Hacker News new | ask | show | jobs
by dzorz 5492 days ago
Here is a solution in C++. It reads K and then N numbers from stdin and then prints K largest.

The complexity of nth_element is O(N).

    #include <algorithm>
    #include <vector>
    #include <iostream>
    #include <iterator>

    using namespace std;

    int main() {
        int K;
        cin >> K;
        vector<int> numbers((istream_iterator<int>(cin)),
                            istream_iterator<int>());
        nth_element(numbers.begin(), numbers.begin() + K, numbers.end(),
                    greater<int>());
        for (int i = 0; i < K; ++i) {
            cout << numbers[i] << ' ';
        }
        cout << '\n';
    }

Input:

    5
    1 9 1 3 7 8 2 11 2 5 5 9 1 7
Output:

    7 9 9 11 8
Note: the output is not sorted.
1 comments

Personally the implementation of nth_element is a much more interesting thing to see than just knowing it exists.
It's STL-implementation specific. look in your c++ kit.
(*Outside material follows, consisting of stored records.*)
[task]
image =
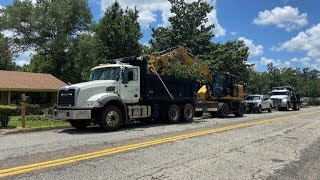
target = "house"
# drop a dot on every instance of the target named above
(42, 88)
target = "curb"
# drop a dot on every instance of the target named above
(27, 130)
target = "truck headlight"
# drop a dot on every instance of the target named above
(93, 104)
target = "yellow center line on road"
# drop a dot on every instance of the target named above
(77, 158)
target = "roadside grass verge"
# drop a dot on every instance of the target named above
(34, 122)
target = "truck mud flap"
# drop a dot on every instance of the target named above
(206, 106)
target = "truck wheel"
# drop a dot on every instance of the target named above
(198, 113)
(111, 118)
(223, 110)
(240, 111)
(287, 107)
(173, 114)
(213, 114)
(296, 107)
(259, 109)
(79, 124)
(187, 113)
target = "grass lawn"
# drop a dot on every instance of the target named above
(15, 122)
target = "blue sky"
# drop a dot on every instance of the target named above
(284, 32)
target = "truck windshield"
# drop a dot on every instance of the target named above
(109, 73)
(253, 98)
(280, 93)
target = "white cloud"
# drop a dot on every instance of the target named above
(24, 57)
(149, 9)
(233, 33)
(276, 62)
(287, 17)
(255, 50)
(307, 41)
(307, 62)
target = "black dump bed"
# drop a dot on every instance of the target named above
(181, 89)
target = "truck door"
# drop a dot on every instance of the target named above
(130, 86)
(264, 103)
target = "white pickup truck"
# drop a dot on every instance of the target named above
(258, 103)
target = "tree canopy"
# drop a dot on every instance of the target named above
(118, 33)
(188, 28)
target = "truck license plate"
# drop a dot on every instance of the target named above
(61, 114)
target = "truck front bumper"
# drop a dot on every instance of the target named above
(72, 114)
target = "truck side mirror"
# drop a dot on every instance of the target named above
(124, 75)
(130, 76)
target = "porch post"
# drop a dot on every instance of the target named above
(9, 97)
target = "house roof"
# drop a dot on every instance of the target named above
(22, 81)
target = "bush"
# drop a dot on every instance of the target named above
(36, 109)
(5, 112)
(36, 118)
(314, 102)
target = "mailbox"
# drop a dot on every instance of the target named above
(26, 99)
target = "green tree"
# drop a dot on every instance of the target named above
(229, 57)
(5, 55)
(118, 33)
(187, 28)
(49, 27)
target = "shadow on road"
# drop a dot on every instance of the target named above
(137, 126)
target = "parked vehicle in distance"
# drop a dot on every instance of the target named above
(285, 97)
(258, 103)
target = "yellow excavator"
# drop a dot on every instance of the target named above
(221, 95)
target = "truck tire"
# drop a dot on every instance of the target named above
(213, 114)
(79, 124)
(287, 107)
(198, 113)
(187, 113)
(173, 114)
(296, 107)
(223, 110)
(111, 118)
(240, 111)
(259, 110)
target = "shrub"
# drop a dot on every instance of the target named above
(36, 118)
(5, 112)
(314, 102)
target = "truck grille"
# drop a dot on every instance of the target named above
(251, 105)
(276, 102)
(66, 97)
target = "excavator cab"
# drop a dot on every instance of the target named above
(226, 86)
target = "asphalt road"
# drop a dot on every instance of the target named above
(277, 145)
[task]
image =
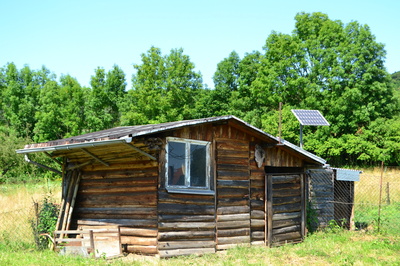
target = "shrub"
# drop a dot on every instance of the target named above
(45, 222)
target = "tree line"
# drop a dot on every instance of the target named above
(323, 64)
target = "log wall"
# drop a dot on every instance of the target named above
(285, 208)
(186, 222)
(123, 194)
(257, 199)
(321, 195)
(233, 187)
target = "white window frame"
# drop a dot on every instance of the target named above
(187, 188)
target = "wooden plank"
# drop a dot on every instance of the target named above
(122, 166)
(233, 217)
(296, 207)
(284, 223)
(233, 232)
(167, 208)
(257, 223)
(256, 214)
(233, 224)
(232, 192)
(227, 173)
(233, 240)
(285, 216)
(268, 210)
(286, 200)
(278, 187)
(257, 235)
(186, 225)
(233, 210)
(149, 211)
(110, 190)
(128, 231)
(145, 171)
(287, 193)
(188, 251)
(185, 218)
(143, 241)
(122, 222)
(228, 246)
(241, 184)
(279, 179)
(287, 236)
(142, 249)
(184, 244)
(287, 229)
(175, 235)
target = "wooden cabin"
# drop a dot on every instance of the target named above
(186, 187)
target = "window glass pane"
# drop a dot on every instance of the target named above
(198, 165)
(176, 164)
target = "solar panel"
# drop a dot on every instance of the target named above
(310, 117)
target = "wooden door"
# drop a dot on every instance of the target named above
(285, 208)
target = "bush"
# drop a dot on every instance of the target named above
(45, 222)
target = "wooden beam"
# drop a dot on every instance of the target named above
(141, 152)
(95, 157)
(51, 157)
(78, 166)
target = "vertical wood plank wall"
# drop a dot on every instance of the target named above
(233, 187)
(125, 195)
(131, 193)
(321, 194)
(285, 208)
(257, 199)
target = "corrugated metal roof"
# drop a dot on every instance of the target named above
(142, 130)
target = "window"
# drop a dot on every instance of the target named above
(188, 166)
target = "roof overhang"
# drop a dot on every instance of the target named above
(81, 145)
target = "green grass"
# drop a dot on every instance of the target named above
(331, 247)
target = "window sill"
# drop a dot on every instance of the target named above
(190, 191)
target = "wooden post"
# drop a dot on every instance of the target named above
(92, 243)
(269, 209)
(387, 194)
(303, 206)
(73, 201)
(380, 198)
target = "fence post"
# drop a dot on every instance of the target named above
(380, 198)
(387, 194)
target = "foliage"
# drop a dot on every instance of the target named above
(44, 223)
(323, 64)
(164, 88)
(321, 248)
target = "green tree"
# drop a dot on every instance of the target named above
(107, 90)
(73, 106)
(50, 121)
(329, 66)
(20, 91)
(164, 88)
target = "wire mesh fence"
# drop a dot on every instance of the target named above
(377, 200)
(16, 227)
(371, 204)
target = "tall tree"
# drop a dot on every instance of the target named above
(164, 88)
(107, 90)
(326, 65)
(73, 107)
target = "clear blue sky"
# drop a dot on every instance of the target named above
(76, 36)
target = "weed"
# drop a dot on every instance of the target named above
(45, 222)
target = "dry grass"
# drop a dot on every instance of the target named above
(367, 190)
(17, 208)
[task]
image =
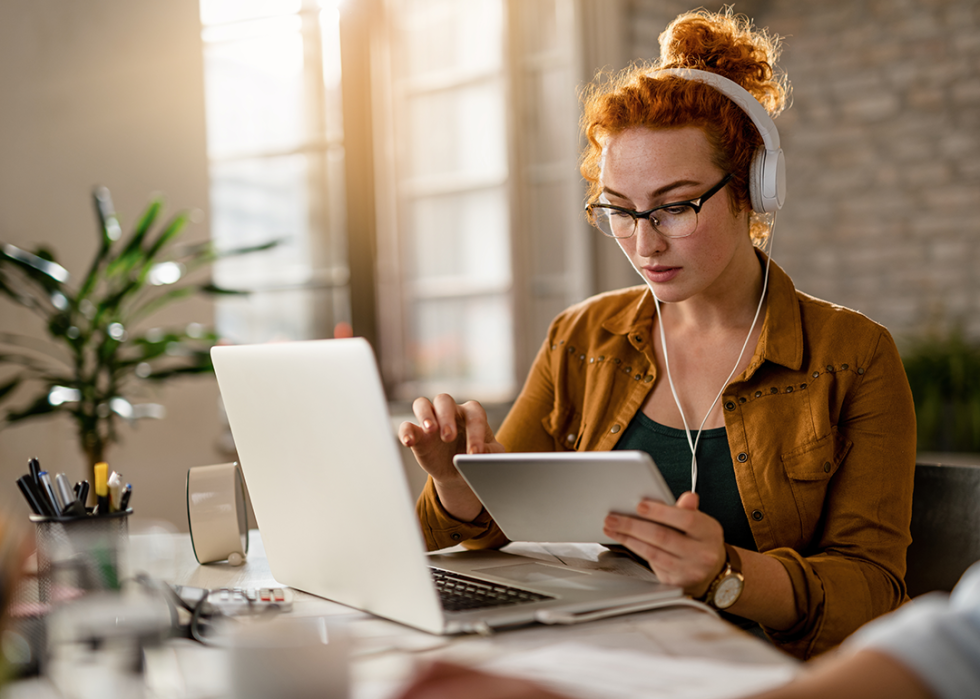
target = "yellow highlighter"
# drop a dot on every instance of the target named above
(101, 471)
in mine (osx 10.6.7, g++ 4.2.1), it's in

/usr/include/c++/4.2.1/bits/stl_algo.h

and it uses an algorithm very similar to the original article

    template<typename _RandomAccessIterator>
    inline void
    nth_element(_RandomAccessIterator __first, _RandomAccessIterator __nth,
                _RandomAccessIterator __last)
    {
      typedef typename iterator_traits<_RandomAccessIterator>::value_type _ValueType;
 
      // concept requirements
      __glibcxx_function_requires(_Mutable_RandomAccessIteratorConcept<_RandomAccessIterator>)
      __glibcxx_function_requires(_LessThanComparableConcept<_ValueType>)
      __glibcxx_requires_valid_range(__first, __nth);
      __glibcxx_requires_valid_range(__nth, __last);

      if (__first == __last || __nth == __last)
        return;

      std::__introselect(__first, __nth, __last,
                         std::__lg(__last - __first) * 2);
    }
you should look at how std::__introselect is defined (hint: its in /usr/include/c++/4.2.1/bits/stl_algo.h )
The original article uses heap to get top K numbers. It's runtime complexity is O(N*log(K)) and nth_element is O(N), so the algorithms are not similar at all.
scorchin posted the implementation of nth_element, except he forgot to look at how the gnu implementation of __introselect behaves.

If you look there, you will see it internally uses a heap.

It uses heap only as a fallback if maximum recursion depth is reached. The key difference between __introselect and the posted article is that __introselect uses pivoting to (ideally) "throw" away half of the array during each step.